«Metto fine a questa mia non vita». Queste le ultime parole di Daniele Berna, malato di Sla che ieri, a 67 anni, ha interrotto la ventilazione forzata dopo una sedazione palliativa profonda a Sesto Fiorentino (Firenze).

Fino a ottobre 2019 era un manager nel settore degli impianti dentali, poi sono arrivati i primi sintomi e a giugno 2020 ha scoperto di aver la Sclerosi laterale amiotrofica, che gli ha tolto la capacità di parlare e muoversi autonomamente.

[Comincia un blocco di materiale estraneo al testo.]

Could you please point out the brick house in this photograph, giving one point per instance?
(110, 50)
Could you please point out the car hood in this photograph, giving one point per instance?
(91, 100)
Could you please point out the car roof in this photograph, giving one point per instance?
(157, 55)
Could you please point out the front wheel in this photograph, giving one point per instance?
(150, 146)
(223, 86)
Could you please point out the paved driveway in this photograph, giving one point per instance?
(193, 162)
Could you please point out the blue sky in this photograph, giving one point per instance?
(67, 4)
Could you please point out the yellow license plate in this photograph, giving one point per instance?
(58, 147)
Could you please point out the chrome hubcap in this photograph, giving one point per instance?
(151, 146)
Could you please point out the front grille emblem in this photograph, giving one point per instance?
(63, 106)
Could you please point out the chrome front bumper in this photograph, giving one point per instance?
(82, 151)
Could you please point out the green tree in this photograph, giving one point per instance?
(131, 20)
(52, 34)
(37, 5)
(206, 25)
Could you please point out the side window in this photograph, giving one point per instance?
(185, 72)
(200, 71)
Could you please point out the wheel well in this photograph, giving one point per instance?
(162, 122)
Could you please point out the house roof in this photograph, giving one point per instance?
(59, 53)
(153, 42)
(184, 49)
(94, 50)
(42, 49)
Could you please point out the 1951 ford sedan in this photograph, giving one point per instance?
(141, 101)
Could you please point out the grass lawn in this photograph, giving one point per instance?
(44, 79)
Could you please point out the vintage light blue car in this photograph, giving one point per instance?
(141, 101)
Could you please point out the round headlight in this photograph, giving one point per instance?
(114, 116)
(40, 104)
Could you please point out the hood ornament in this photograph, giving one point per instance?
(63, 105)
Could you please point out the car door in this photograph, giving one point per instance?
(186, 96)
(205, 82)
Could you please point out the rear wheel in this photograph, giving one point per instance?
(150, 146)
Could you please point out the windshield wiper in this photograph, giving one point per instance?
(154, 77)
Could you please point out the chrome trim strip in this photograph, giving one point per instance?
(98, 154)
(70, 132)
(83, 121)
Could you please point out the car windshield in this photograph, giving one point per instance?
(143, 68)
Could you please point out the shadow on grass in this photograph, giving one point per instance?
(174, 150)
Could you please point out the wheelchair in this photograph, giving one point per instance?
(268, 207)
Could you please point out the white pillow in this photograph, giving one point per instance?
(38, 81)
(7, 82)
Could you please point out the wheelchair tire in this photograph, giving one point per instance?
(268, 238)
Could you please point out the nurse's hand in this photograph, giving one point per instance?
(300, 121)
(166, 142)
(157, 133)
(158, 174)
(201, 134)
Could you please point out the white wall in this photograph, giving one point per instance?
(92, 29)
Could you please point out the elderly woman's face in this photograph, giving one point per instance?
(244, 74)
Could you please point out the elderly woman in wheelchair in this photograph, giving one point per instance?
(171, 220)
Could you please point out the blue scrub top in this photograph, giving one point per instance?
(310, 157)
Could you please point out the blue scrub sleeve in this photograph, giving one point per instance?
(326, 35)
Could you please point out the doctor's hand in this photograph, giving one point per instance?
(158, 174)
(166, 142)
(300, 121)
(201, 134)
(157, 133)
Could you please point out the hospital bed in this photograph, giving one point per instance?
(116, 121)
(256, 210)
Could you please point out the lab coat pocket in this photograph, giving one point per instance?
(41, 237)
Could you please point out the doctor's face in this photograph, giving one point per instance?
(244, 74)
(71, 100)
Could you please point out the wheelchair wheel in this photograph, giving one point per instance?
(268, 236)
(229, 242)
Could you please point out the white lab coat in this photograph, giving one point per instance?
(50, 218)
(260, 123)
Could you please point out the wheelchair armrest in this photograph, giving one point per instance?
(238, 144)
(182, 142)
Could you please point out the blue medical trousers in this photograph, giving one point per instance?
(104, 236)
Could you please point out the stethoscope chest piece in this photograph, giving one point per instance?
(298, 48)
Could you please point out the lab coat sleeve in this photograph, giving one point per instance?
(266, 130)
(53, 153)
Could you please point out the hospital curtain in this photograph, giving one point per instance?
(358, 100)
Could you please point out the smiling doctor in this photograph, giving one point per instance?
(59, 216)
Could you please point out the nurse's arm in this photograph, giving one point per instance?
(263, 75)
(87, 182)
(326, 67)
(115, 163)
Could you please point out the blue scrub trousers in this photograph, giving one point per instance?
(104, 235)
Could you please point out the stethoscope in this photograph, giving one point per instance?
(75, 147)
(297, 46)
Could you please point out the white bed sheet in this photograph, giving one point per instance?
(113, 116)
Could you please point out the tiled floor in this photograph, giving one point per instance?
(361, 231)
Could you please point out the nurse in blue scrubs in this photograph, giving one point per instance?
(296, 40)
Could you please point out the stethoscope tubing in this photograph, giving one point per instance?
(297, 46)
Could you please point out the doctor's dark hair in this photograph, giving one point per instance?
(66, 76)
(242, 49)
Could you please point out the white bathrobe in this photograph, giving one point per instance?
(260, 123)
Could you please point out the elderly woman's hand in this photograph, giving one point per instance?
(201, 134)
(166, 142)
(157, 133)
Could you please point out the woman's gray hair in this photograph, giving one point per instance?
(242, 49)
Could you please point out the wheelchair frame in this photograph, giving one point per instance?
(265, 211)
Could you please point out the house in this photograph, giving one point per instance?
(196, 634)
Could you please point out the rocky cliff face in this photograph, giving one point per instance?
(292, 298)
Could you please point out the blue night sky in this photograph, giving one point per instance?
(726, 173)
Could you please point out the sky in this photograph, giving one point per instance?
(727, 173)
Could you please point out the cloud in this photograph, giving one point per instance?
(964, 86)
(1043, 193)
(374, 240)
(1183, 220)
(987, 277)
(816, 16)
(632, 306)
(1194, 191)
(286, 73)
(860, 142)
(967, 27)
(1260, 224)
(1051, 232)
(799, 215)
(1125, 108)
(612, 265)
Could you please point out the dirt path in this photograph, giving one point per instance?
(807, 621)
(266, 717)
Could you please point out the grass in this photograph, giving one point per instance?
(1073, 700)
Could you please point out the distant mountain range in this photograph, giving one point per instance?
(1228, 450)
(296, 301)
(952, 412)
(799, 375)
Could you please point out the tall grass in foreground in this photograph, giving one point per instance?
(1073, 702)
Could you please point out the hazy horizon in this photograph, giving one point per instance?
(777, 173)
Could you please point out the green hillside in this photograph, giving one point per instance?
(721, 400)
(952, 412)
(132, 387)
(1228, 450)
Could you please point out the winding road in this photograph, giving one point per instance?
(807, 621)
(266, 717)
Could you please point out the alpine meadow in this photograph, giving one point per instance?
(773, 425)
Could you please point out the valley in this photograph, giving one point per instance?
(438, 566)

«Dopo l'intervento della tracheostomia ho fatto un percorso sulla base della legge 219 del 2017, per poter interrompere la terapia della ventilazione forzata - ha scritto in uno dei suoi ultimi messaggi -. Domani le cure palliative dell'Asl saranno a casa mia. Sono arrivato alla conclusione di farlo perché è importante secondo me mantenere una dignità di vita, che questa malattia ti porta via giorno dopo giorno. Ho anticipato la fine della malattia e sento di aver vinto sulla Sla».

La legge citata prevede che il paziente possa decidere e lasciare scritto cosa vuole, o non vuole, nel caso non sia più in grado di intendere e di volere. Sapendo di avere una patologia e quale sarà l'esito, la persona concorda coi medici curanti come vuole gestire le fasi finali della malattia: tra queste possibilità, nella Sla, si può scegliere di essere attaccati a un ventilatore o interrompere la ventilazione forzata, rifiutando il trattamento sanitario come previsto dall'articolo 32 della Costituzione.

«Non si ha a che fare con l'eutanasia - spiega Piero Morino, ex direttore Cure palliative di Asl Toscana centro -. Il paziente con Sla ha tutti i diritti di sospendere la ventilazione ed essere addormentato, e sospendere un trattamento che per lui è vitale».